Consequently, you’re teaching your children about two things:
- Spending money
- Saving money
An allowance means they have to learn to be smart with their spending. They might initially go out and spend it all in one day, but they quickly learn the pitfalls of this. Over time, they gradually learn to spread the allowance over the month, spending less and less. You can also teach them to save their allowance so they have more money to spend over time. If they have a toy they want to buy, sit down with them and explain how long it can take to save up for this.
When they’re older, they should be better at spending and saving money because they’ve been doing it for a very long time already!
Introduce the idea of earning money
Alongside their monthly allowance, you can also introduce the idea of earning money. Some parents will set their kids a task to do every month, which means they earn their allowance. If they don’t do it, they don’t get any money.
Similarly, you could also tell your kids they can earn extra money if they are willing to help out and do chores. In either case, you are teaching them the value of money. They grow up learning that hard work will result in money, rather than having everything handed to them on a platter.
So, when they’re at a stage in their lives when they need to save money to buy a car or get a house, they know they have to work hard to get a good job that pays well.
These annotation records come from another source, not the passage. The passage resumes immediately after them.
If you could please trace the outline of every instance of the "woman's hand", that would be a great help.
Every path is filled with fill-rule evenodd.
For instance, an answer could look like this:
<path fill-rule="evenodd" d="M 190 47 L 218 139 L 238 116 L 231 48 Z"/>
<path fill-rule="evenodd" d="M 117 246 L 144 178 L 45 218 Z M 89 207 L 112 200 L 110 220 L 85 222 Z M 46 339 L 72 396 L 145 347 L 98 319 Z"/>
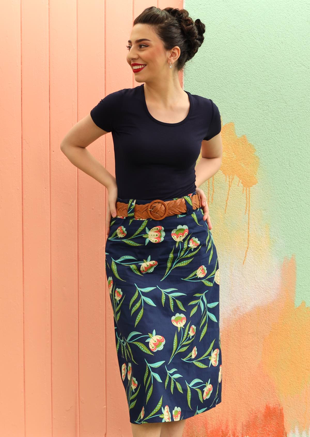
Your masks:
<path fill-rule="evenodd" d="M 209 207 L 208 206 L 208 204 L 207 203 L 207 198 L 206 194 L 201 188 L 197 188 L 197 187 L 196 188 L 196 192 L 197 193 L 199 193 L 200 195 L 200 198 L 201 199 L 201 203 L 202 205 L 202 208 L 203 210 L 203 219 L 204 220 L 206 220 L 208 227 L 209 229 L 212 229 L 212 225 L 211 225 L 210 216 L 209 215 Z"/>
<path fill-rule="evenodd" d="M 110 232 L 110 222 L 111 218 L 112 216 L 115 217 L 116 215 L 117 185 L 116 184 L 112 184 L 107 187 L 107 189 L 108 194 L 108 201 L 105 217 L 105 232 L 108 236 Z"/>

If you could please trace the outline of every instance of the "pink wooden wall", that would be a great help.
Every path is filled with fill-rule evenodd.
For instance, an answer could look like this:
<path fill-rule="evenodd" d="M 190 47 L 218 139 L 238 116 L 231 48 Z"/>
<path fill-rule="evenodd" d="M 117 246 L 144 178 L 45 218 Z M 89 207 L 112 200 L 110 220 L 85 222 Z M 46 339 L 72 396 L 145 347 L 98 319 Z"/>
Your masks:
<path fill-rule="evenodd" d="M 125 45 L 134 18 L 156 2 L 2 4 L 0 435 L 126 437 L 104 271 L 106 190 L 59 147 L 101 98 L 140 84 Z M 111 133 L 88 150 L 114 174 Z"/>

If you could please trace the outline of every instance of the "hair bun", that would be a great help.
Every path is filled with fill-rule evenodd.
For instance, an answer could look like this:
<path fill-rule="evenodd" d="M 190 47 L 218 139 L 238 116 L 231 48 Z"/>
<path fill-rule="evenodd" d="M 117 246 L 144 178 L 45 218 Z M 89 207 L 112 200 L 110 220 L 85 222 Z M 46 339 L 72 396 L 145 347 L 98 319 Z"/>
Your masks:
<path fill-rule="evenodd" d="M 149 24 L 156 28 L 156 32 L 164 43 L 166 50 L 178 45 L 181 54 L 177 68 L 181 69 L 186 62 L 192 59 L 203 42 L 206 26 L 199 18 L 194 22 L 186 9 L 155 6 L 147 7 L 134 21 L 138 23 Z"/>

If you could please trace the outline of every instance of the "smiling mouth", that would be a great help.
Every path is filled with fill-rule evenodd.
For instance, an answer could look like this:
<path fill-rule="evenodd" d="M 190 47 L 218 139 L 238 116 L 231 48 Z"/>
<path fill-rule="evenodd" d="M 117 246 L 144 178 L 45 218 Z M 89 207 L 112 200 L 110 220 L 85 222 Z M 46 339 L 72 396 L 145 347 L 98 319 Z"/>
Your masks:
<path fill-rule="evenodd" d="M 132 71 L 135 73 L 136 71 L 141 71 L 141 70 L 143 70 L 143 68 L 145 68 L 145 67 L 146 67 L 146 65 L 144 65 L 143 67 L 141 67 L 140 68 L 133 68 L 133 67 L 132 67 Z"/>

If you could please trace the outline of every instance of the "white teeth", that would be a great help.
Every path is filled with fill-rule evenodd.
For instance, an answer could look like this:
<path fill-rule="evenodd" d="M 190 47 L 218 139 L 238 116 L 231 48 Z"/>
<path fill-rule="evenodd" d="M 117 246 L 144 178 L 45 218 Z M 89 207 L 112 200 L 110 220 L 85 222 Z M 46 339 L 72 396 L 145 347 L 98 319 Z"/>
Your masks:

Or, they will pursue a side hustle to earn even more money, just as they did when they were kids!
Explain how credit cards work
This is something that might be reserved for older children. However, it is really important to teach your kids how credit cards work. Unlike debit cards, credit cards give you access to money you don’t technically have. It is a way of borrowing money, but the key is you have to pay it back later.
Too many adults will misuse credit cards because they never learned how to use them. They think they can use as much money on the card as possible, then make a minimum payment. It feels like free money - you borrow $1000 a month but only pay a fraction of this back; it’s brilliant, right?
Wrong. Minimum payments lead to massive interest rates and extra fees that can lead to serious credit card debt. Teach your children the importance of always paying a credit card bill in full every month. When they reach the age to get a credit card, set one up for them. Put a small credit limit on there, so they can’t spend too much. Then, get them used to the idea of making a few payments on the card every month, before paying the balance in full.
Not only does this teach them the right way to use a credit card, but it also helps them build a good credit score.
Lead by example
Finally, be sure to lead by example as a parent. If your kids see you doing things, they are bound to copy you. So, if you spend time comparing prices when shopping for things, your kids learn to do the same thing, helping them save money. If they see you save money or buy cheaper products in the grocery store, they will grow up doing the same things.
Teaching your kids good financial habits is extremely important to set them up for a good life. The tips above will help you do just that, ensuring your kids learn how to save money, how to avoid spending too much money, and how to make better financial decisions to avoid debt.